Didepan Nyi Ageng Ampel, Raden Patah mencium kaki beliau, menangis, menyesali
perbuatannya.
Dengan berurai air mata,
Raden Patah meminta solusi kepada Nyi Ageng Ampel. Dan Nyi Ageng Ampel
memerintahkan kepadanya untuk segera mencari keberadaan Prabhu Brawijaya.
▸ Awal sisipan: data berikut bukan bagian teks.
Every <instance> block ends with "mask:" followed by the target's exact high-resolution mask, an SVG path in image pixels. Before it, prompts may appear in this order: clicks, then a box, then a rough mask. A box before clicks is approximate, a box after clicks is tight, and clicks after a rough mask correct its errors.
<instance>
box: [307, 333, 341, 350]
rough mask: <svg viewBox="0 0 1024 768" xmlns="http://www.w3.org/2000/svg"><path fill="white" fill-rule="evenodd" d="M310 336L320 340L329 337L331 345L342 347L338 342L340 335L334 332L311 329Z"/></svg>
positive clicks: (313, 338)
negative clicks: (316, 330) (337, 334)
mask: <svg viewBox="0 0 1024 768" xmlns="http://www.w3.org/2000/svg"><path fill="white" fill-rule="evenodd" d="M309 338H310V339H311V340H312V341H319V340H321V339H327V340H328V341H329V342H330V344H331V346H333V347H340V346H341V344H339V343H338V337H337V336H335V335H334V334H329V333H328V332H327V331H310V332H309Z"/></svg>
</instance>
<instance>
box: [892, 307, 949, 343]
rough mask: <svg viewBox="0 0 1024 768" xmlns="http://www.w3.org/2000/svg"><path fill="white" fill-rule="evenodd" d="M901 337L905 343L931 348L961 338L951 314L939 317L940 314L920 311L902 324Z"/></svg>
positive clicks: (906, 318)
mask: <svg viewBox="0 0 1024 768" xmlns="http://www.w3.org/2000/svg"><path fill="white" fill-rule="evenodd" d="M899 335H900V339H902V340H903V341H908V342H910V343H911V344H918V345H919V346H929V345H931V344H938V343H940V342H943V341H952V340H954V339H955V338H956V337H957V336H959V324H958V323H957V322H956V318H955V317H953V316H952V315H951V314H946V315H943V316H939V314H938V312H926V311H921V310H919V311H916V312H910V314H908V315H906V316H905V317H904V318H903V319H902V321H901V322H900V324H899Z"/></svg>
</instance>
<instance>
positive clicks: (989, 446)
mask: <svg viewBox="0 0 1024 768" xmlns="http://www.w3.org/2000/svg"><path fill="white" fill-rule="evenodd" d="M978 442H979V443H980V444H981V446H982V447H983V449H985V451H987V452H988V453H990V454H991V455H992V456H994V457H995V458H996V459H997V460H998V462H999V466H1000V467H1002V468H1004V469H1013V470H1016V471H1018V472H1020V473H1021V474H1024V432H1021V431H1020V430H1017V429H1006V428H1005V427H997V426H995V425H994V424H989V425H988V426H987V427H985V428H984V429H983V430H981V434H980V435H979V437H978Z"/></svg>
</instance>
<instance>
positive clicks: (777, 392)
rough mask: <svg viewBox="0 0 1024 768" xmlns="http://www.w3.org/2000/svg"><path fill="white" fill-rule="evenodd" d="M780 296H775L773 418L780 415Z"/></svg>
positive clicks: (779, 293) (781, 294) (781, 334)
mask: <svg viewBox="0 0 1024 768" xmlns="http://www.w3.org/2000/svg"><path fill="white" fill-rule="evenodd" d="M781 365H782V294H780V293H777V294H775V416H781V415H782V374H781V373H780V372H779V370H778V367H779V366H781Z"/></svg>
Dan
apabila sudah diketemukan, seyogyanya, Prabhu Brawijaya dikukuhkan kembali
sebagai seorang Raja.
Mendengar perintah itu,
secara emosional Raden Patah berniat mencari ayahandanya sendiri bersama
beberapa orang prajurid Demak. Tapi Nyi Ageng Ampel mencegahnya. Dalam situasi
anarkhis seperti ini, tidak memungkinkan bagi dia untuk mencari beliau sendiri.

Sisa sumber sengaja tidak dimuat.